Il a découvert le Sénégal à l’âge de 12 ans, à l’occasion du tournage du mythique Coup de torchon, réalisé par son père, Bertrand Tavernier. Une expérience fondatrice, qui lui avait inoculé le virus de l’image. Nils Tavernier, 50 ans, y est revenu régulièrement depuis, s’intéressant notamment, en tant que documentariste, aux talibés sénégalais dans le cadre d’une série de films sur les enfants de la rue. Cette fois, pendant un an et demi, il a planté sa caméra dans le quartier des mineurs de la Maison d’arrêt et de correction (MAC) de Thiès et dans un Centre sportif de la ville où, depuis 2013, à l’initiative de l’association Pour le sourire d’un enfant, animée par sa vieille complice Nelly Robin, une initiative novatrice a vu le jour.
Adolescence cabossée
Deux fois par semaine, des mineurs incarcérés, filles et garçons mêlés, sont extraits de la MAC pour recevoir des cours d’escrime. Une discipline atypique en prison – et au Sénégal en général – censée favoriser leur réinsertion en leur inculquant le sens des responsabilités et le respect de l’autre, tout en réhabilitant l’estime de soi de ces adolescents cabossés, mis au ban de la société dès leur plus jeune âge.

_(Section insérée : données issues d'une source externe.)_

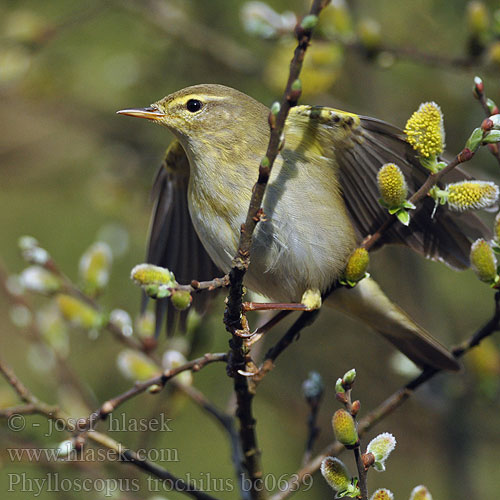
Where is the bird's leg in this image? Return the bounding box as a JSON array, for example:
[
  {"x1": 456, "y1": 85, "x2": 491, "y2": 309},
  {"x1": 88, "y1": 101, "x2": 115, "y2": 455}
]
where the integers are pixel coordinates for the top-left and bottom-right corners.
[
  {"x1": 243, "y1": 288, "x2": 321, "y2": 312},
  {"x1": 243, "y1": 302, "x2": 312, "y2": 312}
]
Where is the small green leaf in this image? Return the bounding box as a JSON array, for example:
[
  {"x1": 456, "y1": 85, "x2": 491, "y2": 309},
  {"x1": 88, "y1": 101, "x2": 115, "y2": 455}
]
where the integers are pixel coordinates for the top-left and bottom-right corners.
[{"x1": 396, "y1": 208, "x2": 410, "y2": 226}]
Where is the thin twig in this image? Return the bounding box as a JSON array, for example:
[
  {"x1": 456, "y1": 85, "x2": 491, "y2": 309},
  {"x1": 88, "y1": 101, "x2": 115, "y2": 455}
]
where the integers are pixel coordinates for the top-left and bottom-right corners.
[
  {"x1": 270, "y1": 292, "x2": 500, "y2": 500},
  {"x1": 83, "y1": 353, "x2": 227, "y2": 430},
  {"x1": 224, "y1": 0, "x2": 329, "y2": 499}
]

En creux, La liberté en prime (40′) aborde aussi le sujet sensible de la pénalisation de l’avortement au Sénégal. À Thiès, quelque 6% des mineures incarcérées le sont pour avortement illégal, un délit parfois requalifié en infanticide et passible, dans ce cas, de lourdes peines. L’avant-première du film s’est déroulée vendredi 27 novembre au Théâtre de Verdure de l’Institut français de Dakar, en présence du ministre de la Justice, l’avocat Sidiki Kaba, qui a soutenu ce programme emblématique d’une justice qui se veut « réparatrice ».
Jeune Afrique : Pourquoi l’escrime a-t-elle été privilégiée dans le cadre de ce programme d’aide à la réinsertion des mineurs incarcérés ?
Nils Tavernier : La tenue en elle-même a son importance. Dans la plupart des cultures, le blanc est associé à la pureté, à l’innocence. Vêtus de blanc, le visage dissimulé derrière un masque, ces jeunes portent un autre regard sur eux-mêmes. On retrouve le blanc dans le kimono de différents sports de combat, mais avec l’escrime il n’y a pas de contact physique. On doit gérer son énergie et sa violence par le biais du fleuret.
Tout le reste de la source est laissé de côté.